Indii Flavours began life in Clare Valley as Indii of Clare, before branching into the city in 2019. Owner Sabby Soodan also started Hunky Dory Wines and My Better Half wines. You can try both of these at both restaurants. Hunky Dory’s fun, drink-now approach is perfectly suited to the kind of tarted-up Indian food that Indii Flavours serves.

We’re loathe to talk about “elevated versions” of classic dishes. To do so would disregard the majestic pleasure of that Australian-famous hangover cure: curry house butter chicken and cheesy garlic naan. But the food at Indii Flavours certainly isn’t run of the mill. That is to say, there’s no thermonuclear-orange caldrons of oversweet sauce; no endlessly customisable range of base dishes for which to add chicken, lamb or prawns.

Rather, chef Rupesh Agrawal’s dishes offer unexpected vibrancy, and textural complexity. Individual spices sing, unmasked by chilli, pomegranate jewels stud each fluffy bowl of pilau, and specific cuts of meat are cooked on the bone – ensuring maximum flavour and tenderness.

The menu is mostly made up of Mughlai dishes, so expect kormas, rogan josh, biryani and tandoor meats. There are also some decent renditions of various South Indian street snacks like burger-esque vada pav, and refreshing pani puri.

Sure, you could choose from the a la carte menu, which is long enough to suit most tastes. But the best way to dine at Indii Flavours is to trust the waitstaff. Let them know any likes/dislikes and they won’t miss a beat sending just the right amount of food, and somehow nailing exactly what you felt like.

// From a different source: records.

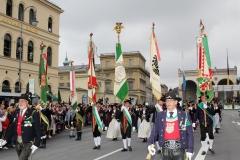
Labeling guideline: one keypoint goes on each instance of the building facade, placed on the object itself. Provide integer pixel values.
(219, 78)
(137, 77)
(13, 15)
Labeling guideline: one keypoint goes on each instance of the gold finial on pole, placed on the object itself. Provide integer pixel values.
(118, 29)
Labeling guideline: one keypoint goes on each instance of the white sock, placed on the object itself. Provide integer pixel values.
(203, 146)
(210, 143)
(207, 136)
(99, 140)
(159, 148)
(95, 141)
(129, 141)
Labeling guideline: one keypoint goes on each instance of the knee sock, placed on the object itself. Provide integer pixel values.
(129, 141)
(125, 143)
(210, 143)
(99, 140)
(95, 141)
(203, 146)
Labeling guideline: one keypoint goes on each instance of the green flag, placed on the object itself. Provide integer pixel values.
(120, 84)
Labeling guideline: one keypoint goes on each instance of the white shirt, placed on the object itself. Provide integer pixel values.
(174, 113)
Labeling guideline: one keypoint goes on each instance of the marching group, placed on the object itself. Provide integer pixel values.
(167, 124)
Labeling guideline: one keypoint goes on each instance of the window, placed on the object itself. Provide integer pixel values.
(108, 86)
(107, 64)
(30, 51)
(31, 16)
(20, 12)
(49, 56)
(6, 86)
(19, 48)
(130, 62)
(9, 8)
(17, 90)
(130, 85)
(7, 45)
(49, 24)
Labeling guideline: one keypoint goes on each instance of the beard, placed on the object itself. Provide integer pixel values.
(23, 107)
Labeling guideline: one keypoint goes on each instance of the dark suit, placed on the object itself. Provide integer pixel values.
(31, 132)
(186, 136)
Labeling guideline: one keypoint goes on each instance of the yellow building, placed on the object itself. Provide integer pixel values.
(46, 31)
(137, 77)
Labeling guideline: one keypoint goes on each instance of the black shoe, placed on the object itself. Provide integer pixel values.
(130, 148)
(212, 151)
(123, 150)
(203, 153)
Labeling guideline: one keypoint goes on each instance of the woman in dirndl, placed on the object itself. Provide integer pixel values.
(217, 117)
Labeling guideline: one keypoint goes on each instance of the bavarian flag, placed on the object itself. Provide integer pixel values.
(120, 84)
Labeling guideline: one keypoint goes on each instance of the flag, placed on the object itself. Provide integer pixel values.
(204, 66)
(184, 82)
(92, 81)
(120, 84)
(154, 67)
(43, 78)
(227, 71)
(73, 93)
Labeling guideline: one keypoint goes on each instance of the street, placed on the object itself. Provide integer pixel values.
(61, 147)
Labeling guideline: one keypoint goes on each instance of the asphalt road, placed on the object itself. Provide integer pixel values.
(61, 147)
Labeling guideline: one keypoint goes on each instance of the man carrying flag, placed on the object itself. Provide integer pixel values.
(121, 92)
(95, 110)
(205, 110)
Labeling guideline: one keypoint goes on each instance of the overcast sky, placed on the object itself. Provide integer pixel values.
(176, 28)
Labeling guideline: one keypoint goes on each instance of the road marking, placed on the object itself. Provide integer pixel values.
(108, 154)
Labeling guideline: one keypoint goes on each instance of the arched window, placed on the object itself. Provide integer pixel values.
(20, 12)
(7, 45)
(49, 24)
(31, 16)
(30, 51)
(19, 48)
(17, 86)
(9, 8)
(6, 86)
(49, 56)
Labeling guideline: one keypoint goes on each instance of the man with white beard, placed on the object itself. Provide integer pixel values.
(25, 128)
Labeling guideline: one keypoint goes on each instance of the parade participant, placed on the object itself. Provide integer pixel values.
(126, 125)
(173, 130)
(78, 122)
(97, 116)
(154, 111)
(204, 114)
(114, 129)
(70, 116)
(144, 129)
(217, 117)
(25, 128)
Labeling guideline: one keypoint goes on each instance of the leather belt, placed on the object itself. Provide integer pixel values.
(172, 144)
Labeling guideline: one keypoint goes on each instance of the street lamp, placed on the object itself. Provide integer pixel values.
(34, 23)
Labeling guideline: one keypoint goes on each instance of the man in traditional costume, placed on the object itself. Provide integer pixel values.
(204, 114)
(173, 130)
(126, 125)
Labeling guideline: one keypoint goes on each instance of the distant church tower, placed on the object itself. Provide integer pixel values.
(66, 62)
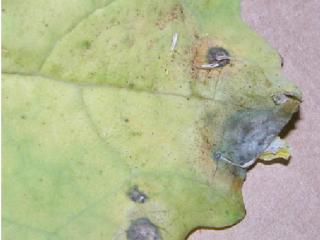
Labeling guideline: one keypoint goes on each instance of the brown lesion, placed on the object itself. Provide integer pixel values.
(199, 57)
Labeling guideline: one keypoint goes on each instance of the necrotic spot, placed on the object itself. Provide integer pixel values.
(218, 56)
(250, 132)
(136, 195)
(143, 229)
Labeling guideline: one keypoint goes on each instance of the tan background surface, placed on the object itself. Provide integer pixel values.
(283, 202)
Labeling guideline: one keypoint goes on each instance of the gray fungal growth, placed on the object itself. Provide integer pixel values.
(136, 195)
(248, 134)
(218, 56)
(143, 229)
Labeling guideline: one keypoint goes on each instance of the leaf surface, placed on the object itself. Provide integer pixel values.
(107, 134)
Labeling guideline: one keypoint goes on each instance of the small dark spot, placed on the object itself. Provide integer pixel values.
(86, 44)
(136, 195)
(282, 60)
(143, 229)
(217, 155)
(214, 54)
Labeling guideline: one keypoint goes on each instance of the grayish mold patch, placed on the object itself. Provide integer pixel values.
(143, 229)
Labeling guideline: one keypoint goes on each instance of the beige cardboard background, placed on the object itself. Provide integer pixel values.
(283, 202)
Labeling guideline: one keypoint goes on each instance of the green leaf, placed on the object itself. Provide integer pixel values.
(107, 134)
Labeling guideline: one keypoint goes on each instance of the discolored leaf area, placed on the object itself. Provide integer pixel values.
(107, 134)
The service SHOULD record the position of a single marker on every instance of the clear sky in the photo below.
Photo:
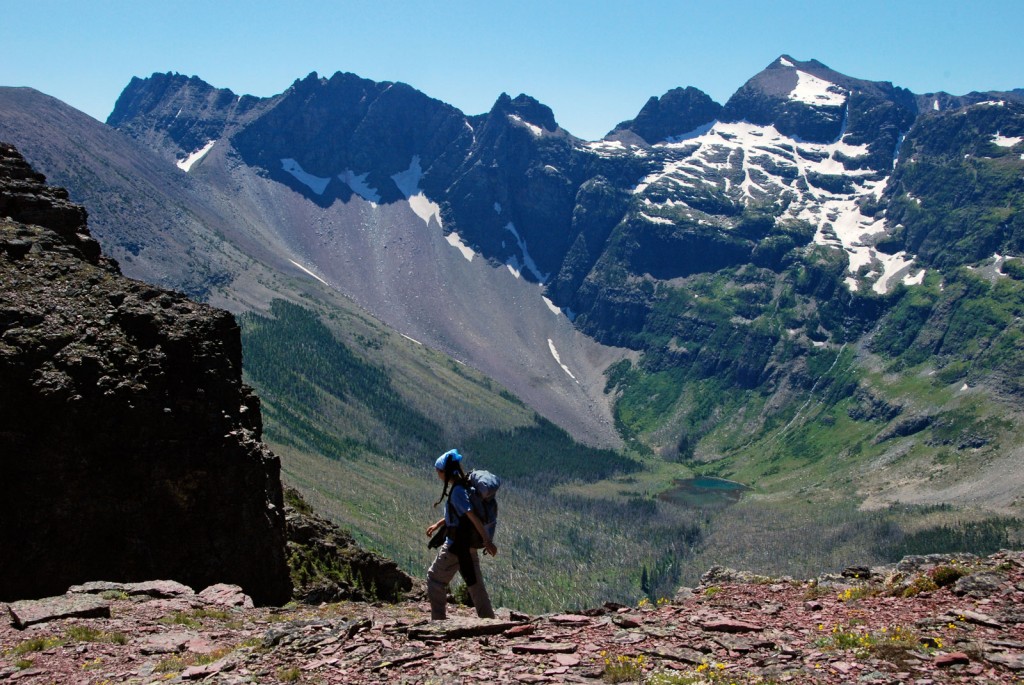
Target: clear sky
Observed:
(594, 62)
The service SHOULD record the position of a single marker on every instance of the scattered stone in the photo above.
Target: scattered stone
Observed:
(455, 629)
(31, 611)
(952, 658)
(625, 621)
(569, 619)
(520, 631)
(730, 626)
(1008, 659)
(165, 643)
(226, 595)
(358, 644)
(979, 585)
(159, 589)
(544, 648)
(96, 588)
(402, 658)
(683, 654)
(979, 618)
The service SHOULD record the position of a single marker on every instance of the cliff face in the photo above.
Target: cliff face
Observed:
(129, 446)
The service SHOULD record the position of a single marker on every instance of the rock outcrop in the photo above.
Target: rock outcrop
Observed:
(129, 446)
(734, 628)
(329, 566)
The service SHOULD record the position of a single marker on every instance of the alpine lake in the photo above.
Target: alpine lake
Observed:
(704, 493)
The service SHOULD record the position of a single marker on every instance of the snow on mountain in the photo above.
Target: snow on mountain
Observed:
(186, 164)
(812, 90)
(820, 183)
(527, 261)
(1006, 141)
(359, 186)
(409, 183)
(315, 183)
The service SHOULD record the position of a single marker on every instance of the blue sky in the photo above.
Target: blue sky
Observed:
(595, 63)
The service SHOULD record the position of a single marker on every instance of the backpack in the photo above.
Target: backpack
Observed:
(482, 488)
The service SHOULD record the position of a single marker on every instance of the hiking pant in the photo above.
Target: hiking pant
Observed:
(441, 572)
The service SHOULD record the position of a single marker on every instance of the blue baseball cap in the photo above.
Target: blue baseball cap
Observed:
(442, 461)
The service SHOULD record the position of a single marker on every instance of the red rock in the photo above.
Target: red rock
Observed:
(520, 631)
(29, 612)
(730, 626)
(226, 595)
(544, 648)
(952, 658)
(569, 619)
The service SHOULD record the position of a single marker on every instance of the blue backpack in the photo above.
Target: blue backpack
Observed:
(482, 488)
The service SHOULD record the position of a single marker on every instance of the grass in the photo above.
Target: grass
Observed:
(41, 643)
(88, 634)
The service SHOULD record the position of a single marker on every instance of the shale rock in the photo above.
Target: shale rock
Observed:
(129, 446)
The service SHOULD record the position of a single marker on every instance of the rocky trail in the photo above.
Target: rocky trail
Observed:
(881, 625)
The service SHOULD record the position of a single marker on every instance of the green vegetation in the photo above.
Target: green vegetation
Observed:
(544, 455)
(297, 358)
(87, 634)
(40, 643)
(581, 526)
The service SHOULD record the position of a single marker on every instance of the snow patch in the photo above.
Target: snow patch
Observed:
(526, 259)
(409, 183)
(309, 272)
(455, 241)
(536, 130)
(186, 164)
(315, 183)
(1006, 141)
(425, 209)
(914, 280)
(812, 90)
(359, 186)
(656, 219)
(554, 353)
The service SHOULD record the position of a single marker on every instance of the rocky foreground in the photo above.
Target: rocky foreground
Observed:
(927, 619)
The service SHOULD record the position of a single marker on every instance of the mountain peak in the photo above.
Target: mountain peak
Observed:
(529, 110)
(677, 112)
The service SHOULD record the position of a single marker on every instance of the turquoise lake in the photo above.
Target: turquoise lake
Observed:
(705, 493)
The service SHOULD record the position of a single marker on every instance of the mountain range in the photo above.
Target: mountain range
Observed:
(814, 288)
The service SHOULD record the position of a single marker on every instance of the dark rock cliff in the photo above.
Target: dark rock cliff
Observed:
(129, 446)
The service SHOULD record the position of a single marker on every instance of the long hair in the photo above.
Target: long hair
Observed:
(453, 474)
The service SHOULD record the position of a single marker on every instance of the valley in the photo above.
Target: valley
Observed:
(814, 290)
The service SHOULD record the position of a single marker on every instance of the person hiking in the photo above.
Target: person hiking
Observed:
(459, 552)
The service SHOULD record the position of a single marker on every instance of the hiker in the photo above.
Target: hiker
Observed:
(459, 552)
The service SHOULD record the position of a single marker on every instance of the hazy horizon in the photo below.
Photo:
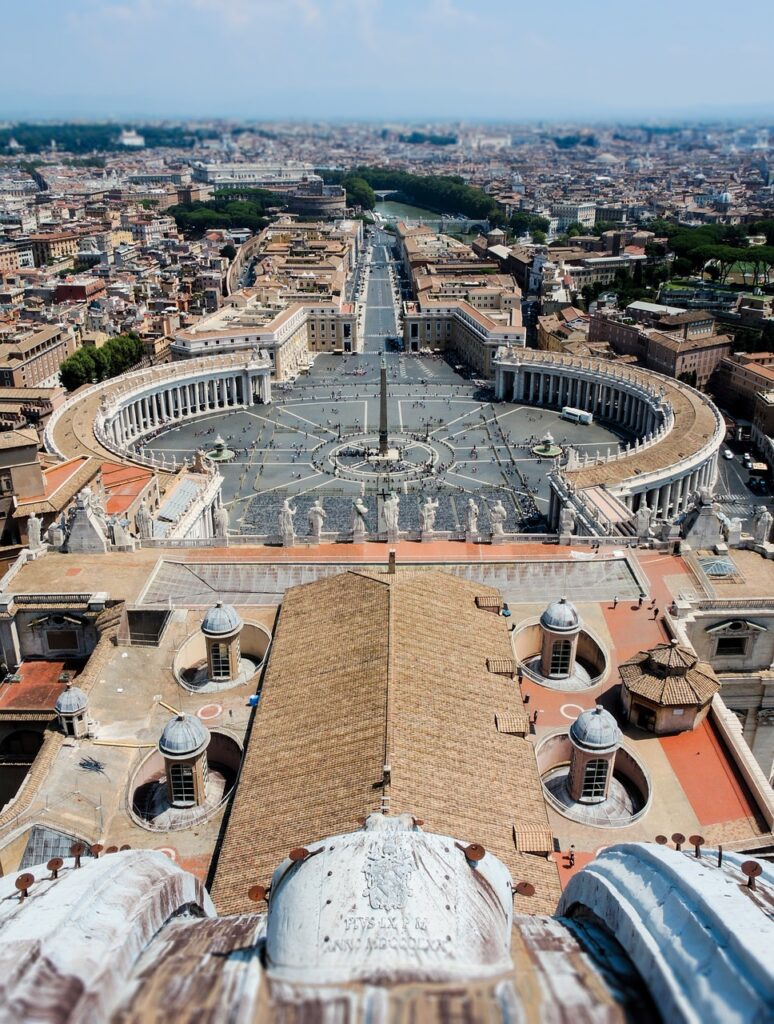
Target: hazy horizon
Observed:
(385, 60)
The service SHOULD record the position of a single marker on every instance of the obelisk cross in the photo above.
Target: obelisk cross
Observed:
(383, 435)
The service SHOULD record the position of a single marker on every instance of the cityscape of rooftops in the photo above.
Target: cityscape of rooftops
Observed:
(386, 512)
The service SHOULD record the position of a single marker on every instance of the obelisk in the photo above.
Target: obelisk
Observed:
(384, 445)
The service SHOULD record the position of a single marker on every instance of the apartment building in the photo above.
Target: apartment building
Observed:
(32, 357)
(54, 247)
(573, 213)
(677, 343)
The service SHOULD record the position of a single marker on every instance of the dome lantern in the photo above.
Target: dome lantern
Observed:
(595, 737)
(560, 626)
(183, 745)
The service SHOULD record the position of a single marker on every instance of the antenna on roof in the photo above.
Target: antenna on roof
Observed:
(698, 842)
(750, 867)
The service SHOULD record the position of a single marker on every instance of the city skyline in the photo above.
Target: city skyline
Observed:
(368, 60)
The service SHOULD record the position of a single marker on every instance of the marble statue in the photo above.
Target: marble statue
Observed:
(391, 512)
(359, 524)
(567, 518)
(315, 517)
(118, 532)
(643, 518)
(762, 524)
(287, 513)
(143, 521)
(427, 515)
(33, 532)
(55, 534)
(471, 517)
(498, 516)
(220, 520)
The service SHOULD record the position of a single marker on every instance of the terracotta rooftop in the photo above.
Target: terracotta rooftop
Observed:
(368, 671)
(670, 675)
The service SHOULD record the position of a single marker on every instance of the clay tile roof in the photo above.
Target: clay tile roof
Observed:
(670, 676)
(533, 837)
(502, 666)
(370, 669)
(513, 723)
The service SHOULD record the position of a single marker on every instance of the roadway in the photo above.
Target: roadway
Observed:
(380, 320)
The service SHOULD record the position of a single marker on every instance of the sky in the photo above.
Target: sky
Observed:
(386, 59)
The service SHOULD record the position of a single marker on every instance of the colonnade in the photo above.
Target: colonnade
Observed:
(629, 401)
(625, 402)
(164, 402)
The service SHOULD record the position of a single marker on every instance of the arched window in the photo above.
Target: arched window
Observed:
(181, 779)
(221, 665)
(595, 779)
(561, 652)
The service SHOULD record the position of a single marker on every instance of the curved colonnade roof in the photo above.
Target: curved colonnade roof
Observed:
(693, 427)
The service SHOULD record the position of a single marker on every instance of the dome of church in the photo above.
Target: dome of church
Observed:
(220, 620)
(561, 616)
(71, 701)
(596, 729)
(183, 736)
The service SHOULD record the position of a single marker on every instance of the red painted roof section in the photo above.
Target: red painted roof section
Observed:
(38, 689)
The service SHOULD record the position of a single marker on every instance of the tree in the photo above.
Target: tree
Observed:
(87, 365)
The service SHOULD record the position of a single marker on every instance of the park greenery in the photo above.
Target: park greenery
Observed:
(719, 250)
(89, 365)
(444, 193)
(82, 138)
(243, 208)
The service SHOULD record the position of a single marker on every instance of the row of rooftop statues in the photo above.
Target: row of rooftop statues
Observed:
(391, 514)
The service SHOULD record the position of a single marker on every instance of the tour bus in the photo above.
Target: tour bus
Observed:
(576, 415)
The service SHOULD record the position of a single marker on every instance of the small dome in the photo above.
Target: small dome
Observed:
(183, 736)
(596, 729)
(71, 701)
(221, 619)
(561, 616)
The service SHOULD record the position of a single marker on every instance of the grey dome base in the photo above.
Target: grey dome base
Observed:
(579, 680)
(619, 808)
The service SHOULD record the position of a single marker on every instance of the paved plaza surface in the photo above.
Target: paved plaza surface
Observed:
(199, 584)
(449, 438)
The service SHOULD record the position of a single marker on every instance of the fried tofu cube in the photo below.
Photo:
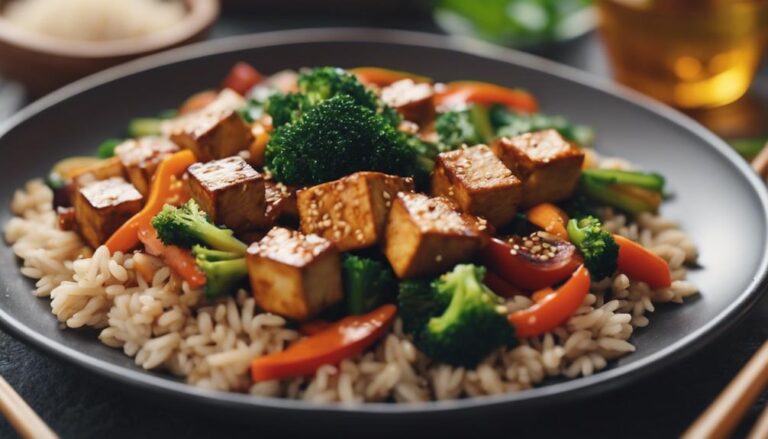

End with a kulfi, or ice cream. Every flavour is great, but we particularly love the betel leaf version. Trusted in Indian medicine to aid digestion, this glossy, heart-shaped leaf also offers a pleasing pepperiness, acting more as a palate cleanser than full-blown desert.

If you order takeaway food directly through Indii Flavour’s website, you will receive a 10% discount.

Find Indii Flavours at 114 O’Connell St, North Adelaide.

Book your table here.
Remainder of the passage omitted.